Best Practices

Rule-Based vs. Model-Based Classification

eContext offers a unique combination of curated, rule-based classification and machine learned, neural network model-based classification. Users can request classification from one or the other, or use a hybrid ML + rule-based system.

Classification results from the rule-based system can come from any one of eContext’s 500,000+ topic categories, across its 20+ levels of the hierarchy. Classification from the model-based system can come from one of approximately 2,000 topic categories at the first 3 levels of depth in the hierarchy.

Users can select the method they wish to use with the classification_type parameter, and the values below:

Value Description
0 Uses a hybrid ML + rule-based methodology (default for classify/text, classify/html, classify/url, and classify/keywords)
1 Rule-based method, only (default for classify/social)
2 Mode-based method, only

When machine learning models are being utilized, by default, eContext filters out predictions that fall below a certain probability threshold. This threshold can be adjusted by passing in an ml_threshold parameter with a float value between 0.0 and 1.0.

{
  "classification_type": 2,
  "ml_threshold": 0.70,
  "social": [
    "han and luke"
  ]
}

Fixing Classification Results to a Point in Time

eContext is continually expanding and improving its classification abilities, adding & removing categories in its hierarchy and altering rules that guide classification. New data is available in the eContext service every 24 hours (00:00 UTC).

However, there may be cases where users do not want the classification to change over the course of a long-running job or while processing batches of content across several days.

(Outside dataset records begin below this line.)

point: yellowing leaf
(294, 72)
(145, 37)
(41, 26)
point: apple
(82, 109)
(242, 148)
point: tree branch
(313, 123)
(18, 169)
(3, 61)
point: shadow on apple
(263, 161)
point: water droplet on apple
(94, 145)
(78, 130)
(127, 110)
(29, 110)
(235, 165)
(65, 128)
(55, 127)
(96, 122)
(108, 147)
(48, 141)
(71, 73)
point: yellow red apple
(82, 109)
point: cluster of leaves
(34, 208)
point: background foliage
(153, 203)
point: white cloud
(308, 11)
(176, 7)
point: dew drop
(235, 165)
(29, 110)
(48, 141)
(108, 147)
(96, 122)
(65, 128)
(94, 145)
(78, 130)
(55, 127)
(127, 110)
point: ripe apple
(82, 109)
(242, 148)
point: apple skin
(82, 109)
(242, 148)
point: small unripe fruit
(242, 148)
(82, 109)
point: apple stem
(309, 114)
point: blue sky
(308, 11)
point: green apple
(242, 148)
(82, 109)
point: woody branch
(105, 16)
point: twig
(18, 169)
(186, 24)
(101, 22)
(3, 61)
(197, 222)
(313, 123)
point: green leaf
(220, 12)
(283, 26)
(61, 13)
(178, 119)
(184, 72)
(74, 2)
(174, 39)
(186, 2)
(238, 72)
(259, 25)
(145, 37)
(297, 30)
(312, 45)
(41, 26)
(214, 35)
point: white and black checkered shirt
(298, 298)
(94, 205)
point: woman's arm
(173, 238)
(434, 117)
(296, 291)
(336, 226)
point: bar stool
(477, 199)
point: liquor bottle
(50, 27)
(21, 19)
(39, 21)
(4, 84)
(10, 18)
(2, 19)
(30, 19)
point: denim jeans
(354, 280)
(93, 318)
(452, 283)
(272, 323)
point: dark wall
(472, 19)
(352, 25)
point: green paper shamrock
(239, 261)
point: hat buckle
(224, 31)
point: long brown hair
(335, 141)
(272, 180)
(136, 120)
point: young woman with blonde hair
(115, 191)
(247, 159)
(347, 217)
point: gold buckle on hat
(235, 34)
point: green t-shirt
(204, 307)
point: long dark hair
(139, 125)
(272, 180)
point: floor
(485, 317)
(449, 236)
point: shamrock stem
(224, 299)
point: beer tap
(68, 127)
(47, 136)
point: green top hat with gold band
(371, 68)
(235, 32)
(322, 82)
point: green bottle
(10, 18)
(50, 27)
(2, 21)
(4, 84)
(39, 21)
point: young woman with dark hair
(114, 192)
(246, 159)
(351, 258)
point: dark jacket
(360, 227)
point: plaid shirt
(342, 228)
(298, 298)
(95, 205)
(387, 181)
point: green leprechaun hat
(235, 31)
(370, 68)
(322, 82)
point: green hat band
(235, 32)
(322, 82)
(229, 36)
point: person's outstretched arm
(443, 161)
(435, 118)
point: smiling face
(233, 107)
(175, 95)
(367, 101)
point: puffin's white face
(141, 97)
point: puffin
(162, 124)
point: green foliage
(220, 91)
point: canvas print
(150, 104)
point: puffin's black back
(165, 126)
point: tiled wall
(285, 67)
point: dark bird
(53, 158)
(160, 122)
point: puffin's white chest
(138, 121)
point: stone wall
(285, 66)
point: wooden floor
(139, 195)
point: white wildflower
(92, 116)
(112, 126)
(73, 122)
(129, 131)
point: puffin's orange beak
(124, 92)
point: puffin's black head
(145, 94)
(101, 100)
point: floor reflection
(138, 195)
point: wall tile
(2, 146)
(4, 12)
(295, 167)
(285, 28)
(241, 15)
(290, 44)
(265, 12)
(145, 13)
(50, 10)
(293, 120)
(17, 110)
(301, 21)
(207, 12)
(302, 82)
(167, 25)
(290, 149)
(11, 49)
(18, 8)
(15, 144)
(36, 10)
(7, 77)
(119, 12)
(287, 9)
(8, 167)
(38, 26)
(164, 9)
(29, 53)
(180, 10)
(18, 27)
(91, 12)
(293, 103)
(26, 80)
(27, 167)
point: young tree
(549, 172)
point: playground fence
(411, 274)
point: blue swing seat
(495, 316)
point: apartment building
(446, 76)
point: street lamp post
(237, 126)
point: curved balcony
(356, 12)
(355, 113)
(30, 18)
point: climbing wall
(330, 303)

To ensure this consistency, users may pass in the taxonomy_timestamp parameter with their request. This parameter accepts a unix timestamp which will instruct the engine to ignore any changes made to the classification system after this date. Any timestamp within the past three weeks is considered valid. See the below example:

{
  "async":false,
  "taxonomy_timestamp":1514764800,
  "social":[
    "happy new year!"
  ]
}